La même analyse s'applique aux numéros de compte client (liens vers des enregistrements CRM), aux codes de projet (liens vers l'identité du client dans les bases de données de contrats), aux numéros de référence internes pour les affaires juridiques (liens vers les participants à l'affaire dans le DMS), et aux numéros de dossier médical dans des systèmes externes (liens vers les dossiers des patients dans le DSE de l'hôpital).
Les organisations qui anonymisent les PII évidents (noms, adresses e-mail, numéros d'identité nationaux) mais laissent les identifiants internes intacts n'ont pas atteint une anonymisation conforme au GDPR. Elles ont réalisé une désanonymisation en deux étapes plutôt qu'une — nécessitant qu'un attaquant (ou un employé trop curieux) consulte la base de données RH plutôt que de lire le document directement.
L'écart de couverture dans la pratique
Le rapport annuel GDPR 2025 de DLA Piper a révélé que 34 % de toutes les amendes GDPR concernent des mesures techniques inadéquates en vertu de l'article 32 — l'exigence de mettre en œuvre des mesures techniques appropriées. Une anonymisation inadéquate, y compris le fait de ne pas détecter et supprimer les identifiants internes quasi-identifiants, est une catégorie documentée de violations de l'article 32.
Le CEPD a traité plus de 900 cas de mécanisme de cohérence en 2024, reflétant le volume croissant de coordination des mesures d'exécution entre les États membres de l'UE. L'exécution transfrontalière (où l'autorité de contrôle principale dans un pays coordonne avec d'autres) signifie qu'une violation de l'article 32 dans un ensemble de données partagé au-delà des frontières de l'UE peut déclencher une exécution coordonnée.
La solution de modèle sans code
Pour l'équipe de conformité d'une entreprise de logistique mondiale anonymisant les dossiers des employés pour un audit RH externe :
Les identifiants des employés suivent le format EMP-[RÉGION]-[0-9]{6} — EMP-EU-123456, EMP-APAC-789012, EMP-AMER-345678. L'équipe de conformité fournit 3 exemples à l'assistant de modèle AI. L'IA retourne : modèle détecté EMP-[A-Z]{2,4}-d{6}; correspond à tous les exemples fournis; nom d'entité suggéré : EMPLOYEE-ID; test contre des cas limites incluant différents codes régionaux.
L'équipe teste contre 10 échantillons supplémentaires, y compris EMP-DACH-000001 et EMP-APAC-999999. Le modèle valide correctement.
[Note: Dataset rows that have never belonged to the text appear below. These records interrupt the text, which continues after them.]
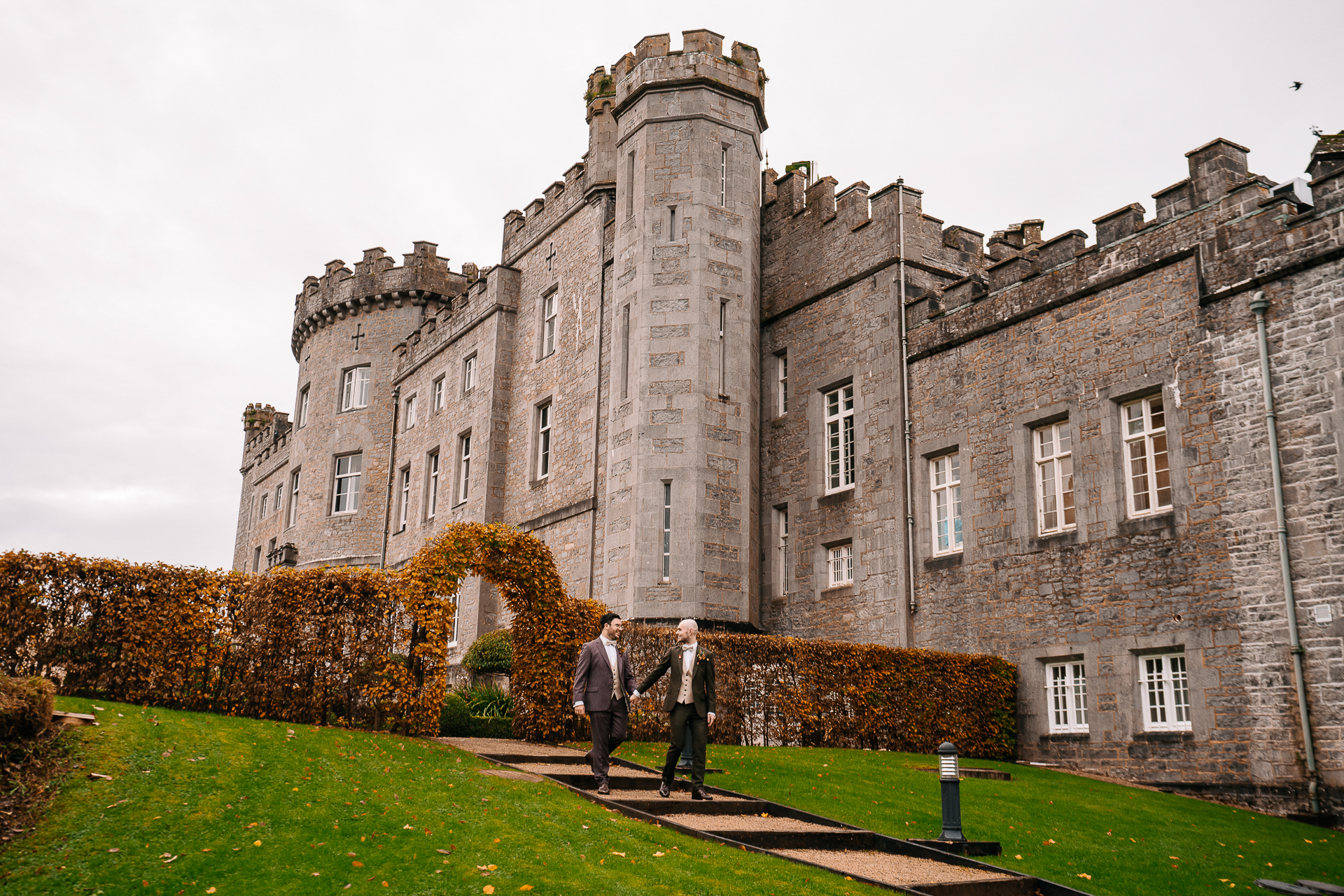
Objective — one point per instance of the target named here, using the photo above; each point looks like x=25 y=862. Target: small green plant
x=492 y=652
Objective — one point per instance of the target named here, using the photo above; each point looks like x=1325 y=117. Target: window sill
x=942 y=562
x=1164 y=736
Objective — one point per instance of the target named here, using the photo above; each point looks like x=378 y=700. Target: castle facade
x=766 y=403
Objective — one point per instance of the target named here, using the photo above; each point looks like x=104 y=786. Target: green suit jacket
x=702 y=679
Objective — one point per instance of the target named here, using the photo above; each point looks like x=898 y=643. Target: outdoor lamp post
x=951 y=782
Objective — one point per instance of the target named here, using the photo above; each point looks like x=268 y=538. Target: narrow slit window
x=1054 y=479
x=840 y=473
x=945 y=503
x=1066 y=690
x=1148 y=475
x=667 y=531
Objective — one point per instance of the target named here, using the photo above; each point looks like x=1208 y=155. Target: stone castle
x=771 y=405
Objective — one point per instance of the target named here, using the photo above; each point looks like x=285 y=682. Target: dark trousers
x=608 y=734
x=685 y=718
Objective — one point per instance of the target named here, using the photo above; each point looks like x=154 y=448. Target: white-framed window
x=723 y=176
x=470 y=365
x=549 y=314
x=1148 y=480
x=354 y=393
x=945 y=503
x=432 y=503
x=464 y=460
x=543 y=441
x=1053 y=448
x=840 y=473
x=293 y=498
x=841 y=564
x=1066 y=690
x=346 y=493
x=667 y=531
x=405 y=500
x=1166 y=692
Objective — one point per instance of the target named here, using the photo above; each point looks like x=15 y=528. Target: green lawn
x=203 y=804
x=1051 y=824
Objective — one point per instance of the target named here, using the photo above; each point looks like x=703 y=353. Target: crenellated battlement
x=424 y=279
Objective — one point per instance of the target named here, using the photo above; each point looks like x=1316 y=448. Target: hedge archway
x=549 y=625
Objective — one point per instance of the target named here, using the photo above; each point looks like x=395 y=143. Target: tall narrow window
x=346 y=495
x=667 y=531
x=1066 y=688
x=625 y=352
x=840 y=473
x=629 y=184
x=543 y=441
x=293 y=498
x=841 y=564
x=433 y=486
x=355 y=388
x=406 y=500
x=945 y=500
x=723 y=348
x=1145 y=450
x=549 y=324
x=723 y=176
x=1166 y=687
x=1054 y=479
x=464 y=480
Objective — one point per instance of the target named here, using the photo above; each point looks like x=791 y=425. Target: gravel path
x=743 y=822
x=898 y=871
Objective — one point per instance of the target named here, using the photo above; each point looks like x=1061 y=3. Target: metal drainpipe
x=1259 y=307
x=905 y=398
x=391 y=472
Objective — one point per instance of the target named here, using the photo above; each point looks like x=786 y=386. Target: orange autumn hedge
x=800 y=692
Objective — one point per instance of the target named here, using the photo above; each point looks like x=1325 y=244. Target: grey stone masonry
x=689 y=378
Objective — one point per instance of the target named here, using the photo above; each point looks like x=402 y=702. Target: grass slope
x=1053 y=825
x=213 y=805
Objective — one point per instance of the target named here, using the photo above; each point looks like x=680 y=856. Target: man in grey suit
x=603 y=685
x=691 y=701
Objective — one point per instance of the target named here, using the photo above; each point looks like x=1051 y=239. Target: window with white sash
x=1164 y=687
x=1066 y=690
x=1148 y=481
x=945 y=503
x=841 y=564
x=1053 y=447
x=840 y=463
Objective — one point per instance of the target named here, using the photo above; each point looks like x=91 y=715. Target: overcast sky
x=169 y=172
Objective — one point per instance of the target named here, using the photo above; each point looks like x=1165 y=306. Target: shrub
x=492 y=652
x=26 y=706
x=454 y=720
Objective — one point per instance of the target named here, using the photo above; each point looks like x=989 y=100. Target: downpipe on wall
x=1259 y=307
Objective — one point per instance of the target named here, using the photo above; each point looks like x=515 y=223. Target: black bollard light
x=949 y=780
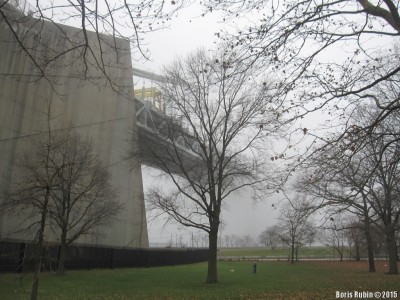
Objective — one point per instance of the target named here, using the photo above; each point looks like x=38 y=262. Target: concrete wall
x=69 y=80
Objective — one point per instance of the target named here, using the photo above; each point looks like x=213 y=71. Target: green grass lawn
x=274 y=280
x=284 y=252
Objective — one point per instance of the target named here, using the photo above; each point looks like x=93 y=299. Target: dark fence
x=18 y=257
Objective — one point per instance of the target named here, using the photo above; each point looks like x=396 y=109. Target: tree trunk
x=62 y=253
x=292 y=250
x=212 y=255
x=39 y=248
x=357 y=256
x=392 y=249
x=370 y=247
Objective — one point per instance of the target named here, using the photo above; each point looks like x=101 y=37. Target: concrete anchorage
x=80 y=96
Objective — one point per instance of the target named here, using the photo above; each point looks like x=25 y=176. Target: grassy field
x=268 y=252
x=274 y=280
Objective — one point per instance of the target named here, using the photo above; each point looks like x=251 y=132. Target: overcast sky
x=186 y=33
L'entité personnalisée est enregistrée dans le préréglage de conformité GDPR partagé avec tous les membres de l'équipe. Tous les 47 documents dans le package d'audit RH sont traités en un seul lot. Tous les identifiants des employés sont remplacés par des pseudonymes basés sur le rôle. Le cabinet d'audit reçoit des documents qui ne peuvent pas être liés à des employés individuels par le biais de toute base de données interne.